In the past 30 years in Australia we have spent the best part of $60bn, much of it taxpayer-funded, on solar and wind yet we have transitioned our dependence on fossil fuels for electricity generation from only about 90 per cent to 80 per cent.
No new hydro capacity has been constructed in this period.
Richard Corbett, Mosman, NSW
The drive towards an Australian net-zero goal is politically unstoppable, but Nationals members calling for avoidance of a hard target are being realistic given the lack of certainty in climate models projected to 2050.
As experience showed with our ill-fated 30-year contract with France for submarines, it is vital that clauses requiring evaluations and staging points be included.
One major risk in committing trillions of dollars to net-zero ambitions between now and 2050 is the possibility that global climate change is not just controlled by anthropogenic CO2 but also by natural cyclic phenomena over time lengths of 50 to 200 years.

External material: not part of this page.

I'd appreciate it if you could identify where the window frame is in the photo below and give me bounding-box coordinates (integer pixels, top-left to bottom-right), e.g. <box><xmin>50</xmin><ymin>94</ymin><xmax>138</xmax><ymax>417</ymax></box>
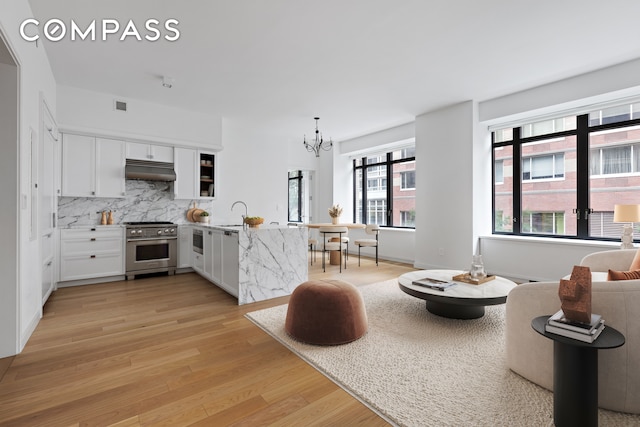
<box><xmin>352</xmin><ymin>146</ymin><xmax>416</xmax><ymax>230</ymax></box>
<box><xmin>491</xmin><ymin>110</ymin><xmax>640</xmax><ymax>242</ymax></box>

Australia unfortunately does not have any academic group studying these phenomena, although other countries, such as the US and Germany, do.
Observational data provides compelling evidence that atmospheric CO2 is not the sole criterion controlling climate-related phenomena.
The extent of Arctic ice has increased 18 per cent in the past year, with the rate of decrease flattening on a 10-year trend; Great Barrier Reef coral growth has reversed past bleaching and is now at a record high; and rainfall in southeast Australia shows long-term oscillations since 1860 of length about 90 years, suggesting that the drying trend since 1990 may be just a natural part of that longer oscillation.
Michael Asten, retired professor of geophysics, Hawthorn, Vic
Judith Sloan is correct (“Sorry, Bob, the time is ripe for nuclear”, 12/10) in criticising Bob Carr for rejecting nuclear on financial grounds.
He obviously has not seen a proper engineering costing of the various methods of generation. These take into account all potential costs during the life of the product, including end-of-life disposal, and apply an appropriate discount rate to future costs. Such a costing shows that nuclear is the cheapest, which is why France, with almost 80 per cent nuclear generation, is supplying the cheapest electricity in Europe.
Coal is very close in cost to nuclear but renewables are right at the other end of the scale as most expensive. The supply system, to remain stable, requires the input to be equal to the demand at every moment of every day.
Because of this, renewables will always be the most expensive as they are intermittent and therefore require continual standby backup ready to immediately supply any drop in energy generated.
E. Robert Y. Smith, Roseville Chase, NSW
It is conceivable that our global reputation and some of our exports will be at stake if Australia fails to commit to a net-zero target at Glasgow. Furthermore, any less than wholehearted action to achieve this goal on the part of the Coalition government is likely to have negative electoral consequences. The Nationals are right in being concerned about their constituents, but they must broaden their perspective in the interest of the nation.